If you’re unsure whether you have an OEM or Retail licence, open a command prompt from the Start menu and type “slmgr -dli”. After a few moments, an information panel will appear, displaying the licence type. If yours is an OEM version, you can still migrate your system, but you’ll first need to pay to upgrade to a Retail licence: run the Change Product Key command, found on the System page of Windows’ Control Panel, enter your new Key, restart and it should upgrade it for you. If you go from OEM Home to Retail Pro, you also have the option of doing the Key switch if you boot off the new install media and select Custom Install.

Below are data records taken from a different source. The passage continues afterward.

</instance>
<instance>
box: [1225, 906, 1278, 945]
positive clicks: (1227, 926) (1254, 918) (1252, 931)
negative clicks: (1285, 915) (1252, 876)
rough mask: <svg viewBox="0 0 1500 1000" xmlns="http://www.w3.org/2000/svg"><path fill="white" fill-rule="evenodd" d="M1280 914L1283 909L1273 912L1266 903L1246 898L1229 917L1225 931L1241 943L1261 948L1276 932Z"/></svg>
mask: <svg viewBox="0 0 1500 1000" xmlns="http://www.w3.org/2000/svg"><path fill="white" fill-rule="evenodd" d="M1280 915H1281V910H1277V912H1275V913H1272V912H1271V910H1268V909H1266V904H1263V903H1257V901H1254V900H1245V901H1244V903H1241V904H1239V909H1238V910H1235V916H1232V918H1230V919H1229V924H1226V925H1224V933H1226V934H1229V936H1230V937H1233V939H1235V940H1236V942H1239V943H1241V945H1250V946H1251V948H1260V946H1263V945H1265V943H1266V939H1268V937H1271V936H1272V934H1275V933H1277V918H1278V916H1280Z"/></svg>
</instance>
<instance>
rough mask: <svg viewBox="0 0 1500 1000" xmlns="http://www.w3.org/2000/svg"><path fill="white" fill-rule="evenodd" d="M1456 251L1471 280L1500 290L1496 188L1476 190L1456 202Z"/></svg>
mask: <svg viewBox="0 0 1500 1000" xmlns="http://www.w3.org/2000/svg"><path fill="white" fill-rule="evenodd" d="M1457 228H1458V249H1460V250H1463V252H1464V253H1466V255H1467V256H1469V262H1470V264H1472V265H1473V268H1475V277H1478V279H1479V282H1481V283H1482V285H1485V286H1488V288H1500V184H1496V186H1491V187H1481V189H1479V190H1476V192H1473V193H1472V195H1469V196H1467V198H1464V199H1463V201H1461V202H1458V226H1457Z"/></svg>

Until recently, a lot of dedicated audio and video computers employed RAID setups (some still do), and if you’re migrating an OS installation from one of these there’s more to consider! If the RAID drives are connected to a PCIe card that manages the array, simply migrating the card as well as the drives should result in a fairly effortless transfer. But if you’re running a native AMD or Intel RAID system, the process is potentially trickier. Migration from one AMD-based machine to another or from one Intel system to another has a reasonable chance of success. Moving from AMD to Intel or vice versa, though, is likely to throw up problems, potentially even leading to loss of data. So this is really something to consider when specifying your new machine.
Given the potential for problems when migrating RAID systems, it’s worth proceeding with caution. To ensure all your data remains intact, you should really clone the RAID onto a single backup drive. Where possible, you should also install the drivers for the new RAID controller before you move the drives — you’re aiming to give the new system everything it needs on its first boot after the changeover. If you created a clone, as discussed above, it’s worth doing a test boot with this prior to making any further physical changes to the RAID setup, in order to be sure that all your data is present and accessible.
Once you’re content that this is the case, the RAID drives can be moved and you can proceed to set them up within the new RAID BIOS, and see if the existing installation works by attempting to boot into Windows. If the data appears to have been lost in the process you can recover it from your backup once the RAID configuration stage is complete. If all this ultimately fails, your only choice may be to resort to a clean install — and having a full clone of your drive to refer too after doing so will ensure that you don’t lose any valuable data in the process.